Tsutomu Omori, 49, head of the firm's medical equipment business in India, was found hanged outside his apartment in suburban Delhi in an apparent suicide, police said the previous day.

There was no immediate suggestion his death was tied to the $1.7 billion fraud that has rocked corporate Japan and led to the arrest of senior executives in Tokyo.

It is yet to become clear. But he has been a salesman abroad for a long time, so he is probably not involved, an Olympus spokeswoman in Tokyo told Reuters.

He was involved in sales for a long time and he has never been involved in the financial area. We think that he has no involvement in the case, said the spokeswoman, who declined to be identified.

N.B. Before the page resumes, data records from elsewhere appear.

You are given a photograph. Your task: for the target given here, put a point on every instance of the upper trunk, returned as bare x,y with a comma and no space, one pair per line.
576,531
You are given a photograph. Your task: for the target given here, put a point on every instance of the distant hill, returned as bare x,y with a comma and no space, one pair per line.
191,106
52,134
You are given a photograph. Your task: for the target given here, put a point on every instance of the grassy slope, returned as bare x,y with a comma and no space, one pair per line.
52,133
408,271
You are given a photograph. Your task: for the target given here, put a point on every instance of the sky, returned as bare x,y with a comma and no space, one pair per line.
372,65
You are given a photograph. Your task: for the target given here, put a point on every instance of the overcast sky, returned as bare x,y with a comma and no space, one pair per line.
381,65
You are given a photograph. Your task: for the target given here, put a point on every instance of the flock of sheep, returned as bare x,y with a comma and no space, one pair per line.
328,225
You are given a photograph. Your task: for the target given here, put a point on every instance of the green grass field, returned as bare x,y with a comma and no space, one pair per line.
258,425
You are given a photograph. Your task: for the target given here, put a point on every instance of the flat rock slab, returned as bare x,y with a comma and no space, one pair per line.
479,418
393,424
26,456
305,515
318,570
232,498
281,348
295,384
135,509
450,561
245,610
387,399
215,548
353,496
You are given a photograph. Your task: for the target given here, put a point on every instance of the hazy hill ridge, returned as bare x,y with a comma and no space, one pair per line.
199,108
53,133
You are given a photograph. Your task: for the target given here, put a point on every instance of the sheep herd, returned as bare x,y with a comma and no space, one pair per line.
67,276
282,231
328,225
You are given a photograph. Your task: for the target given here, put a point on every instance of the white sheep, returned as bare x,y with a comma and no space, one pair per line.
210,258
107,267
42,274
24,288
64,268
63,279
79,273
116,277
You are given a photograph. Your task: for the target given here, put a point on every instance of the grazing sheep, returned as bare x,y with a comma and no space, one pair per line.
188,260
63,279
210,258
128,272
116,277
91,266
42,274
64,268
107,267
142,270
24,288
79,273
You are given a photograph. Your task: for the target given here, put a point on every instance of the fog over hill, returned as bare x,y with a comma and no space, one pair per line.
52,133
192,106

Omori was not a target of investigation by Olympus's third-party panel and other panels that the firm has set up, she said, adding that the company did not know whether he was being investigated by police and prosecutors.

Tokyo police and prosecutors declined to comment.

According to police in India, two handwritten notes, one in Japanese and the other in English, were discovered at Omori's home. The English note read, I am sorry for bothering you, while the note in Japanese had yet to be translated. An investigation has been launched.